IMG. LY. AI-Editor upgrade. Past Visual 1st presenter, IMG.LY introduces a suite of AI tools for its Creative Editor SDK, ranging from text, image, audio, video to speech. In addition, the company also introduces 3 new AI-based creative workflow features: visual prompting, parallel image creation and combining of images on on the Creative Editor SDK canvas.


Instagram. TikTok, here we come. Actually, it is Instagram Edits, Instagram’s recently launched standalone video editing app, that’s going after CapCut, TikTok’s video editing sister app. Instagram Edits has added a host of new features, including beat editing (which creates beat markers on the editing timeline that helps you line up your audio with your visual components), and a new set of preset animations and visual changes that can be applied to your videos, such as those that emulate shaky recordings, change color saturations or make similar changes to the final product.
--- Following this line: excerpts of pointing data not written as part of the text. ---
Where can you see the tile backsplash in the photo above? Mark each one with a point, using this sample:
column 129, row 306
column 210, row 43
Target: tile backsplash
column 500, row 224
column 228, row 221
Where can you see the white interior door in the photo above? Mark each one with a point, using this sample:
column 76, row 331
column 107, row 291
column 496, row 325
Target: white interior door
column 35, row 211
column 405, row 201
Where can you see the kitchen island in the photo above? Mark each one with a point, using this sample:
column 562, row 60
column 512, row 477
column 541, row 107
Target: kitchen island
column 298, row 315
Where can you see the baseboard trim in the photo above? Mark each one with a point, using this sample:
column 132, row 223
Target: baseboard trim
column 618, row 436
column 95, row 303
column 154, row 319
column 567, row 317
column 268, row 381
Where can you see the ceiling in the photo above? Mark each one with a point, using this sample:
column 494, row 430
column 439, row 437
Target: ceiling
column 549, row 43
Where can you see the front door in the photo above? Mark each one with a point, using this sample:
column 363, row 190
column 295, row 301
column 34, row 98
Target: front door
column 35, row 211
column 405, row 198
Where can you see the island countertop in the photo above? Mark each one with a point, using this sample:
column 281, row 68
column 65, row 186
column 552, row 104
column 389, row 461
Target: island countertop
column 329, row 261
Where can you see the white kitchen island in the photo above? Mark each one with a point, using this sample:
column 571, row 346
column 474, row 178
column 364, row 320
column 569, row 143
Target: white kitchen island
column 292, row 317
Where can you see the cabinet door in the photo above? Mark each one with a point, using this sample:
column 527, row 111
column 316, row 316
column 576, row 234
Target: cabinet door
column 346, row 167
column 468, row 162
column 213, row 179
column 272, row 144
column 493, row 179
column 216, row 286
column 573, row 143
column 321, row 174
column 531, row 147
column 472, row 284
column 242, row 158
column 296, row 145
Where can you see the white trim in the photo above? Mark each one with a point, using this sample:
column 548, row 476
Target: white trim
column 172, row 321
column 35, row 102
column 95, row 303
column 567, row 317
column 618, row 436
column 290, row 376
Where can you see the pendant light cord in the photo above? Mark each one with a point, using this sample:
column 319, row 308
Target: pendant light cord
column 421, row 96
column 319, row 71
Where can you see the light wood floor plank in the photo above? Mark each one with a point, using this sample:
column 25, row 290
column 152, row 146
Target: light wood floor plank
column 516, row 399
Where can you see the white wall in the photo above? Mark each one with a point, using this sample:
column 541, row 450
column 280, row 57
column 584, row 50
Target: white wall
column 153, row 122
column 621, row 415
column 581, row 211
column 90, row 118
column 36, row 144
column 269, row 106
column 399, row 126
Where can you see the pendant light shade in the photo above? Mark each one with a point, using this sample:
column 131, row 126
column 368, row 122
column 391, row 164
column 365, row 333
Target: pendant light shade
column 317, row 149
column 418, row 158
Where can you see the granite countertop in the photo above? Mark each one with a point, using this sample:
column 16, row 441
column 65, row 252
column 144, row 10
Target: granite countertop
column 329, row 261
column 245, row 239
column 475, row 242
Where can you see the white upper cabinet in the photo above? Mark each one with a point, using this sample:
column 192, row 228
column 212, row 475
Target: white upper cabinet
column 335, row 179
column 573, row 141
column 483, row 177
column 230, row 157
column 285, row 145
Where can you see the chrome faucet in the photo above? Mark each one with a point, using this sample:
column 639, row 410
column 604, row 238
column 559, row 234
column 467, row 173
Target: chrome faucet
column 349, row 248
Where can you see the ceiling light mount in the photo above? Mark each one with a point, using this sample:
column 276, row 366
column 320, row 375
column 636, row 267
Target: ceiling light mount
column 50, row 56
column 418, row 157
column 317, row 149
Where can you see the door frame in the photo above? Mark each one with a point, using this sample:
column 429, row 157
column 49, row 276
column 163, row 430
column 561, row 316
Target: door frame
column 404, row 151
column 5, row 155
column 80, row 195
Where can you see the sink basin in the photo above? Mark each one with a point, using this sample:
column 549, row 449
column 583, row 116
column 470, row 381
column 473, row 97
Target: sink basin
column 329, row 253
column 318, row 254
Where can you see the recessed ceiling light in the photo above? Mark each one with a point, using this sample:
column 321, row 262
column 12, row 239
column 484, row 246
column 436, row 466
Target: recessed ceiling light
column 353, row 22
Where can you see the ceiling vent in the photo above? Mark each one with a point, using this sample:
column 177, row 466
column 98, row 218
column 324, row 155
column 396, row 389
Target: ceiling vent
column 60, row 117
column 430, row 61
Wix. Canva, here we come. Top website builder Wix has announced the release of Wixel, an AI-powered visual design suite that’s effectively an alternative to the likes of Canva and Adobe Express. Wixel’s mission is a familiar one: it aims to “democratize visual design” – in other words, offering designers as well as non-designers the tools to create professional-grade content and visual assets. Wix announced that future tools are in the works, including story creation and video.


Apple. The iPhone’s camera back in time. Here’s an interesting table that shows the main camera specs for each iPhone released to date . Guess what, when we launched Visual 1st (then still called Mobile Photo Connect) back in 2013, the latest and greatest iPhone was the 5S, which feature an 8 MP rear (1.5µm pixels) camera (today’s iPhone 16 Pro and Max have a 48MP Fusion main camera, a 18MP Ultra Wide camera, plus a 12MP 5x Telephoto), and had a focal length of 30-33mm, a dual-LED flash, a Burst mode, and Slo-Mo video as innovative features.